If you are one of the many people who believe that a Mac is incapable of falling prey to viruses and Trojans, then it is probably the right time for you to rethink your stance on the situation. In fact, if you are the type who panics easily, then you may want to read on with great interest and take note.
A new and rather mysterious Trojan that affects OS X running Macs is starting to do the rounds on the world wide web, which in itself wouldn’t be such terrifying news. However, the fact that the Trojan is written in a currently unknown programming language, and it doesn’t even need access to the Mac’s administrator password to bypass security is rather worrying. It is also estimated that the Trojan has infected over half a million users and could be spreading even further as we speak.
If you are concerned that you may be one of the 600,000 affected (at the time of writing), or just security conscious in general, then follow the guide below on how to determine if your Mac has been compromised.
How to determine if your Mac has been affected using the Terminal app
Step 1: Run the Terminal app on your Mac either by selecting it from the Applications folder or pressing CMD + Space and searching for Terminal in Spotlight.
Step 2: Type the following command into the terminal app: defaults read /Applications/Safari.app/Contents/Info LSEnvironment.
Step 3: Terminal will return information back to you based on the entered text. Make a note of the value DYLD_INSERT_LIBRARIES.

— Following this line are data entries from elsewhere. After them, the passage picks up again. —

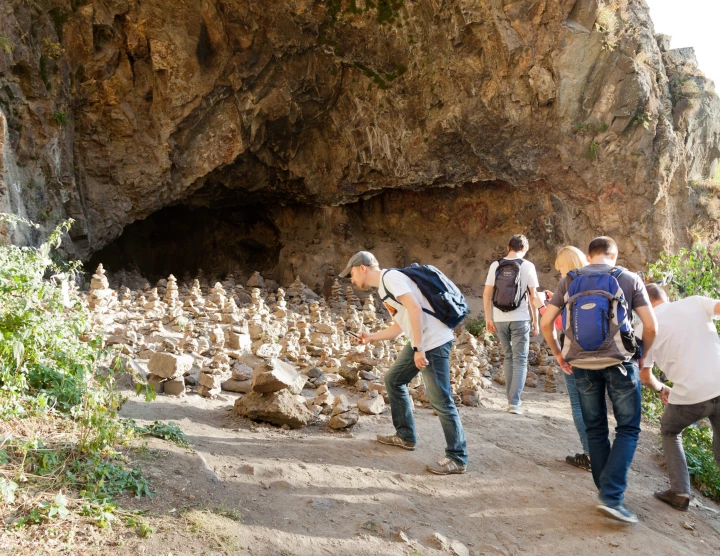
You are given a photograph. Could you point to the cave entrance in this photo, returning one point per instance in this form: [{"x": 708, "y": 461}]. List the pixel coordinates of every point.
[{"x": 183, "y": 239}]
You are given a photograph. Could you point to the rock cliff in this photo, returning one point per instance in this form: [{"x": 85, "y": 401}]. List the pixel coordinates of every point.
[{"x": 288, "y": 134}]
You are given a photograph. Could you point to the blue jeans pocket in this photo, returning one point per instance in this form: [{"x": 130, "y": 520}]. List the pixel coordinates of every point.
[
  {"x": 622, "y": 384},
  {"x": 583, "y": 384}
]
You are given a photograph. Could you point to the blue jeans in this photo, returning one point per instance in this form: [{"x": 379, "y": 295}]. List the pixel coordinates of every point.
[
  {"x": 577, "y": 411},
  {"x": 436, "y": 377},
  {"x": 515, "y": 340},
  {"x": 610, "y": 464}
]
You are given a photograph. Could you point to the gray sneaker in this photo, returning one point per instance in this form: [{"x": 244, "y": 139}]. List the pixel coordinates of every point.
[
  {"x": 395, "y": 440},
  {"x": 446, "y": 466},
  {"x": 619, "y": 512}
]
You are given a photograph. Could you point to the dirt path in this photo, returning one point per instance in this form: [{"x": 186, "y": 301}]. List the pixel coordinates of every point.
[{"x": 255, "y": 489}]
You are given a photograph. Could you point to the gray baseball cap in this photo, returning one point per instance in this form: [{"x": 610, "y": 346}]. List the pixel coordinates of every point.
[{"x": 359, "y": 258}]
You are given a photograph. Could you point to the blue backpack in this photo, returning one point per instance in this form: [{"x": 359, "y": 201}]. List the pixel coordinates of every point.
[
  {"x": 447, "y": 301},
  {"x": 597, "y": 322}
]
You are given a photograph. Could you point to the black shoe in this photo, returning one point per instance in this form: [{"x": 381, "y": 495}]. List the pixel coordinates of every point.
[
  {"x": 579, "y": 460},
  {"x": 677, "y": 501}
]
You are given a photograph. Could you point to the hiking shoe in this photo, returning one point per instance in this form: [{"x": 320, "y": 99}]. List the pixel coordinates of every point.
[
  {"x": 619, "y": 512},
  {"x": 395, "y": 440},
  {"x": 446, "y": 466},
  {"x": 677, "y": 501},
  {"x": 579, "y": 460}
]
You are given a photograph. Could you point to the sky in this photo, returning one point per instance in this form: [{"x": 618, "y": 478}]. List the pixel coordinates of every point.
[{"x": 691, "y": 23}]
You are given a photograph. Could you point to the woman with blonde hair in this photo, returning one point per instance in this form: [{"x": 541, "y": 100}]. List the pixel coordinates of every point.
[{"x": 569, "y": 258}]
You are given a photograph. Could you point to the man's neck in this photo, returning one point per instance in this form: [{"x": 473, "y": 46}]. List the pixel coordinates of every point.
[
  {"x": 373, "y": 277},
  {"x": 602, "y": 259}
]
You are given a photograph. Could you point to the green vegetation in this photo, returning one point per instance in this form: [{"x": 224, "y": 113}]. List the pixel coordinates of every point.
[
  {"x": 167, "y": 431},
  {"x": 6, "y": 45},
  {"x": 691, "y": 272},
  {"x": 52, "y": 50},
  {"x": 58, "y": 403},
  {"x": 475, "y": 326}
]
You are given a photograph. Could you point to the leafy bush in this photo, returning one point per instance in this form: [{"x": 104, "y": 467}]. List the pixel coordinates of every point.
[
  {"x": 697, "y": 441},
  {"x": 58, "y": 402}
]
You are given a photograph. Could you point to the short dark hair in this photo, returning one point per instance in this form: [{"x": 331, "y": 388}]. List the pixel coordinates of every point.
[
  {"x": 656, "y": 293},
  {"x": 602, "y": 245},
  {"x": 518, "y": 243}
]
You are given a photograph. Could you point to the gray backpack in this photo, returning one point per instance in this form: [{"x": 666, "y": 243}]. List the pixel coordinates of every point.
[{"x": 508, "y": 293}]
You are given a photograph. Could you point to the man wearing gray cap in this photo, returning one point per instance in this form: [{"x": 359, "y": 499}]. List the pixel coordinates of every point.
[{"x": 427, "y": 351}]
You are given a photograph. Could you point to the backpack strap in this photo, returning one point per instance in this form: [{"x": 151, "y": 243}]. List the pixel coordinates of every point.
[
  {"x": 388, "y": 294},
  {"x": 387, "y": 291}
]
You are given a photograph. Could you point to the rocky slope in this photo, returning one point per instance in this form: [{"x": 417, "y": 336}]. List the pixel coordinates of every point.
[{"x": 287, "y": 134}]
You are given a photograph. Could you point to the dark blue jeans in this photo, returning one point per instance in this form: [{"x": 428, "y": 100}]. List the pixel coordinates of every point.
[
  {"x": 436, "y": 377},
  {"x": 610, "y": 464}
]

Step 4: If Terminal returns an error similar to "The domain/default pair of (/Applications/Safari.app/Contents/Info, LSEnvironment) does not exist" then check out the next step below.
Step 5: If the command in step 2 produced an error message then enter the following command directly into the Terminal app: defaults read ~/.MacOSX/environment DYLD_INSERT_LIBRARIES.
Step 6: If any results are returned then take note of them. If Terminal produces an error similar to "The domain/default pair of (/Users/paul/.MacOSX/environment, DYLD_INSERT_LIBRARIES) does not exist" then it means you are not affected by this creepy Trojan.
If running the commands listed in step 2 or step 6 produce any variant of the ‘does not exist’ error message then it means your Mac is not affected. However, if the commands actually return any results then head on over to the F-Secure information page in order to find out how to get rid of this pest.
Regardless of the result, clean or infected, it is advisable to download a security update that exists to patch the Java vulnerability that allowed this menace to grow so large in the first place.